Bossler, who is part of the TTEA’s negotiating team, isn’t alone in her want of stability. She said that at Kings Beach Elementary, where she works, there are three or four staff members who are renters and face the possibility of being asked to leave their homes. She also knows of teachers who are living in their cars, couch surfing in Reno, and paying double the rent they used to.
“I would say every teacher is struggling right now in a different capacity,” Bossler said. “… Our teachers are in this position where they make too much to qualify for low income and they make too little [to afford] housing.”
Probable uncertainties
The school year in question is almost over, but the district and union established this process of bargaining in arrears years ago so the administration can know exactly how much money the district has on hand to negotiate with.
To complicate matters further, regardless of which way or how far the needle moves in terms of property taxes, the money won’t be seen for a while.

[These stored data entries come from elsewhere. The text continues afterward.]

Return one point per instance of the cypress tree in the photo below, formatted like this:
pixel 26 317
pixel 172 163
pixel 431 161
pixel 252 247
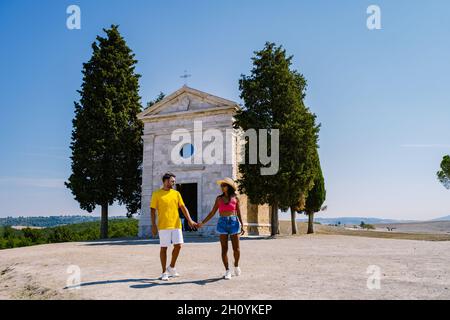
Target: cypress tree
pixel 106 137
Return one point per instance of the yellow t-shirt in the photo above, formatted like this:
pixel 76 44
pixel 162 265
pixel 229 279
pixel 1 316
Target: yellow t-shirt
pixel 167 204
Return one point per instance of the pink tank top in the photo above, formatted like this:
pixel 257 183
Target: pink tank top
pixel 227 207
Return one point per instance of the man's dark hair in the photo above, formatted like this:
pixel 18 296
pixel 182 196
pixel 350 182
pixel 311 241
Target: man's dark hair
pixel 167 176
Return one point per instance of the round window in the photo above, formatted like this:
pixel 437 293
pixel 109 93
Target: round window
pixel 187 150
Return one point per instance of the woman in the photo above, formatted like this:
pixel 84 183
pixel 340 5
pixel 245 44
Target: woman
pixel 230 223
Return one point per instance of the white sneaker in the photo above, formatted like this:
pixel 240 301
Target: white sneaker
pixel 227 275
pixel 165 276
pixel 172 272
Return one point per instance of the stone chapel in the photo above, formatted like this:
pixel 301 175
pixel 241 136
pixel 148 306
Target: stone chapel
pixel 192 113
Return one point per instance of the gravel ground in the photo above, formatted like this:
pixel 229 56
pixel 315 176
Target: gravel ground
pixel 296 267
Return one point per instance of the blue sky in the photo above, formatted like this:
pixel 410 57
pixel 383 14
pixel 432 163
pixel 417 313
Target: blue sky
pixel 382 96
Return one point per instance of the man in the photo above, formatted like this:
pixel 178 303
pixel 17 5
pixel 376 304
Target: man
pixel 167 201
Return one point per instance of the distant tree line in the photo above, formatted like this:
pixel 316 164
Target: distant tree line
pixel 88 231
pixel 46 222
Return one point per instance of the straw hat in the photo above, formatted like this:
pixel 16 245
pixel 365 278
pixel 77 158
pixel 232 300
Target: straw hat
pixel 228 181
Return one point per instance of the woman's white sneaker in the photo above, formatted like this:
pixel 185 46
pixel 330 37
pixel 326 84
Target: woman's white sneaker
pixel 227 275
pixel 173 272
pixel 165 276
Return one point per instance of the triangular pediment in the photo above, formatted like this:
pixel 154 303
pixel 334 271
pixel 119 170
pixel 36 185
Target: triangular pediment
pixel 187 100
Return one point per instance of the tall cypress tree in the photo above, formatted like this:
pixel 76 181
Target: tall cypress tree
pixel 273 96
pixel 106 138
pixel 316 196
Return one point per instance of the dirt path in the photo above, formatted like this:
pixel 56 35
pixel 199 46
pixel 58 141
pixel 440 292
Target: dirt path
pixel 303 267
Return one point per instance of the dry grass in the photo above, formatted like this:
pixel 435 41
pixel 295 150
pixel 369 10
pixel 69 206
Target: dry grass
pixel 285 229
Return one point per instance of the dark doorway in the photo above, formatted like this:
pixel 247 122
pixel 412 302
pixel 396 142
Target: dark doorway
pixel 189 194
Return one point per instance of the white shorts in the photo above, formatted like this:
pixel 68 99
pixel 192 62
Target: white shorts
pixel 170 236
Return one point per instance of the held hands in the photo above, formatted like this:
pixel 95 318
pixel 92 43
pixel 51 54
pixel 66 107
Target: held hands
pixel 193 224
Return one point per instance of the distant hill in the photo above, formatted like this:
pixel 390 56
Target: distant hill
pixel 354 220
pixel 47 222
pixel 445 218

Todd Rivera, executive director of business services at the TTUSD and a member of its negotiating team, said the district is constantly working across three budget years at any given time because money coming in is from 18 months prior.
“The property taxes that we received this year in 2020/21 are based on the [tax] roles that capture Jan. 2, 2019 to Jan. 1, 2020,” Rivera said. “The property taxes that we’ll receive next year will be based on assessed valuations from Jan. 2, 2020 to Jan. 1, 2021.”
Because the district encompasses multiple counties, it is in a unique situation when it comes to the calculations. When Rivera receives the finalized assessed values, normally by the end of July, he’ll do his own math: “I’ll get the assessed valuation and I’ll compare it to the prior year’s assessed valuation. Based on what we received in actual property taxes, I do a comparative (the assessed valuation equaled this much in property taxes) and calculate a ratio, and then I apply that to the new assessed value.”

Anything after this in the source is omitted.